In [1]:
# from https://pytorch.org/tutorials/beginner/blitz/autograd_tutorial.html

In [3]:
import torch
from torchvision.models import resnet18, ResNet18_Weights

### torch.autograd
is PyTorch's automatic differentiation engine

In [4]:
# The example loads a pretrained resnet 18 model, creates random data tensor (image) with label.
model = resnet18(weights=ResNet18_Weights.DEFAULT)
data = torch.rand(1,3,64,64)
labels = torch.rand(1, 1000)

Downloading: "https://download.pytorch.org/models/resnet18-f37072fd.pth" to C:\Users\chris/.cache\torch\hub\checkpoints\resnet18-f37072fd.pth


  0%|          | 0.00/44.7M [00:00<?, ?B/s]

In [11]:
# forward pass
# creating a prediction also results in calculation of a gradient
# for each of the model parameters at that data point
prediction = model(data)

In [12]:
# Use the prediction and label to calculate loss.
# Backprop applies the loss through the model.
# Backprop uses the gradient calculated as part of the forward pass
#
# Autograd stores the gradients for each model parameter in the .grad attribute
loss = (prediction - labels).sum() # individual differences, reduction
loss.backward() # backprop

In [14]:
# Load an optimizer (SGD).
# register the parameters of the model in the optimizer
optim = torch.optim.SGD(model.parameters(), lr=1e-2, momentum=0.9)

In [15]:
# .step() initiates gradient descent. The optimizer adjusts each parameter
optim.step()

# Exclusion from the DAG
a directed acyclic graph is maintained with the computations performed. At each computation the gradient is maintained. Trafersing the graph in the forward direction (prediction) causes gradients to be saved. Traversing the graph in the reverse direction (backprop) allows the loss value to be applied to each parameter in the graph.

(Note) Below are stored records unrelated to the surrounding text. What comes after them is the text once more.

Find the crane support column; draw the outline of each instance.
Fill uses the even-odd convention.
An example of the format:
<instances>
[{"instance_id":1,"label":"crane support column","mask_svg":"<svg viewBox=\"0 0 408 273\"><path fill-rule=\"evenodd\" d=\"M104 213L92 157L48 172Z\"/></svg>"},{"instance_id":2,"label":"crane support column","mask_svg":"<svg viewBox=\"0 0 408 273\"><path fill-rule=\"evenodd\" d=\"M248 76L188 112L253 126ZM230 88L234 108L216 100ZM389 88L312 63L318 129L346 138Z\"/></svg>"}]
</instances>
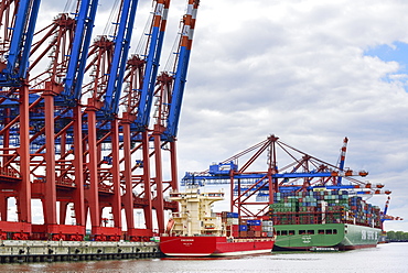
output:
<instances>
[{"instance_id":1,"label":"crane support column","mask_svg":"<svg viewBox=\"0 0 408 273\"><path fill-rule=\"evenodd\" d=\"M88 116L88 162L87 167L89 171L89 188L88 204L90 212L90 225L93 234L99 234L100 227L100 207L99 207L99 179L98 179L98 155L97 155L97 141L96 141L96 108L93 100L88 100L88 108L85 110Z\"/></svg>"},{"instance_id":2,"label":"crane support column","mask_svg":"<svg viewBox=\"0 0 408 273\"><path fill-rule=\"evenodd\" d=\"M161 140L160 134L154 134L154 165L155 165L155 201L154 209L158 217L159 232L164 232L164 199L163 199L163 175L162 175L162 157L161 157Z\"/></svg>"},{"instance_id":3,"label":"crane support column","mask_svg":"<svg viewBox=\"0 0 408 273\"><path fill-rule=\"evenodd\" d=\"M73 194L75 221L77 226L83 226L85 229L85 193L84 193L84 149L82 133L82 109L79 106L73 108L74 111L74 175L75 189Z\"/></svg>"},{"instance_id":4,"label":"crane support column","mask_svg":"<svg viewBox=\"0 0 408 273\"><path fill-rule=\"evenodd\" d=\"M135 237L135 217L133 217L133 184L131 172L131 143L130 143L130 120L128 116L124 116L121 125L124 130L124 176L125 176L125 190L122 203L126 215L126 226L128 228L129 239Z\"/></svg>"}]
</instances>

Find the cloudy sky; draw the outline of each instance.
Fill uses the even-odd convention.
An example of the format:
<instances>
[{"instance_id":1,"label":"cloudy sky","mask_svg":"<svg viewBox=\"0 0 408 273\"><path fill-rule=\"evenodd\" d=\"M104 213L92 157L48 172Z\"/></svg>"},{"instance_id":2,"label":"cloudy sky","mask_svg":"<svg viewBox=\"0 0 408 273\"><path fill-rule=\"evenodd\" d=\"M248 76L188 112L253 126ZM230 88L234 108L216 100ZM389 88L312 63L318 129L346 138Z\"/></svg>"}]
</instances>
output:
<instances>
[{"instance_id":1,"label":"cloudy sky","mask_svg":"<svg viewBox=\"0 0 408 273\"><path fill-rule=\"evenodd\" d=\"M163 56L185 2L171 3ZM39 25L64 8L42 4ZM100 1L95 33L110 7ZM133 45L150 8L140 1ZM347 136L346 166L385 184L389 214L408 219L407 11L402 0L201 1L178 135L180 177L270 134L335 164ZM384 207L386 196L369 201ZM385 228L408 231L408 221Z\"/></svg>"}]
</instances>

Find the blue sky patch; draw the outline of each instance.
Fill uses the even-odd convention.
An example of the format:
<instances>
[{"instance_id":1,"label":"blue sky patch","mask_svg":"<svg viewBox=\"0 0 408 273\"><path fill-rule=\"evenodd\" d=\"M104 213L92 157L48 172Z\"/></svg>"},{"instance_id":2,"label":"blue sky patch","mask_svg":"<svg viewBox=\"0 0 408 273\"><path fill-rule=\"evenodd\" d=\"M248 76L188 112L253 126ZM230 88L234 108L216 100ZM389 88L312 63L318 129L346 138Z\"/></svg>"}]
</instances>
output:
<instances>
[{"instance_id":1,"label":"blue sky patch","mask_svg":"<svg viewBox=\"0 0 408 273\"><path fill-rule=\"evenodd\" d=\"M395 74L406 74L408 75L408 44L402 42L394 42L393 45L378 45L376 47L366 50L364 52L365 56L376 56L379 59L384 62L397 62L400 65L400 68ZM388 75L388 77L384 78L385 81L393 81L395 79L390 78L390 76L395 75ZM407 83L404 78L400 79L400 81L405 85L406 90L408 91Z\"/></svg>"}]
</instances>

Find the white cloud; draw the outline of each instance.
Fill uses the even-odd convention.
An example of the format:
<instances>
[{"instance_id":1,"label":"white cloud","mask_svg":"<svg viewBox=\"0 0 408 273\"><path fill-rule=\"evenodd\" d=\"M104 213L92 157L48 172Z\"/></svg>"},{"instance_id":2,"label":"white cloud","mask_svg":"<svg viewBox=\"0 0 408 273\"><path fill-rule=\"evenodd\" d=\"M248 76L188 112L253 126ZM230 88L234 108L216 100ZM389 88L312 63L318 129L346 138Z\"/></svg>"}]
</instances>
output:
<instances>
[{"instance_id":1,"label":"white cloud","mask_svg":"<svg viewBox=\"0 0 408 273\"><path fill-rule=\"evenodd\" d=\"M270 133L335 163L347 135L346 165L385 183L393 190L389 212L404 217L407 75L384 81L399 64L363 53L407 41L407 6L202 2L180 122L180 173L203 171Z\"/></svg>"},{"instance_id":2,"label":"white cloud","mask_svg":"<svg viewBox=\"0 0 408 273\"><path fill-rule=\"evenodd\" d=\"M95 34L110 6L100 1ZM179 130L180 177L271 133L335 163L348 136L346 165L385 183L389 212L408 219L407 75L394 75L396 62L363 55L408 42L407 8L399 0L202 1ZM150 9L140 2L133 47ZM43 1L39 25L62 10ZM171 3L162 66L183 11L183 1ZM390 74L394 81L384 81ZM388 225L408 231L407 221Z\"/></svg>"}]
</instances>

The DAG is re-created (starting after each backward() call). This allows changing the structure of the graph during training - flow control statements allowed in the training algorithm.

By default torch tracks all tensors that have requires_grad flag set to True. For tensors not requiring gradients setting this to False excludes it from the gradient computation DAG.


In [17]:
# The output tensor of an operation will require gradients even if only a
# single input gtensor has requires_grad=True
x = torch.rand(5,5)
y = torch.rand(5,5)
z = torch.rand((5,5), requires_grad=True)

a = x + y
print(f"Does 'a' require gradients? : {a.requires_grad}")
b = x + z
print(f"Does 'b' require gradients? : {b.requires_grad}")


Does 'a' require gradients? : False
Does 'b' require gradients? : True


In [18]:
# In a NN parameters that don't compute gradients are "frozen parameters"
# It is useful to freeze part of model if you know in advance you don't need those gradients
# This can save computes and focus on the intended parameters
#
# Another case is fine tuning a pretrained network
#
# In fine tuning we freeze most of the model and only modify the layers
# to make predictions on new labels.
#
# Here we load a pretrained resnet18 and freeze all the parameters...

from torch import nn, optim

model = resnet18(weights=ResNet18_Weights.DEFAULT)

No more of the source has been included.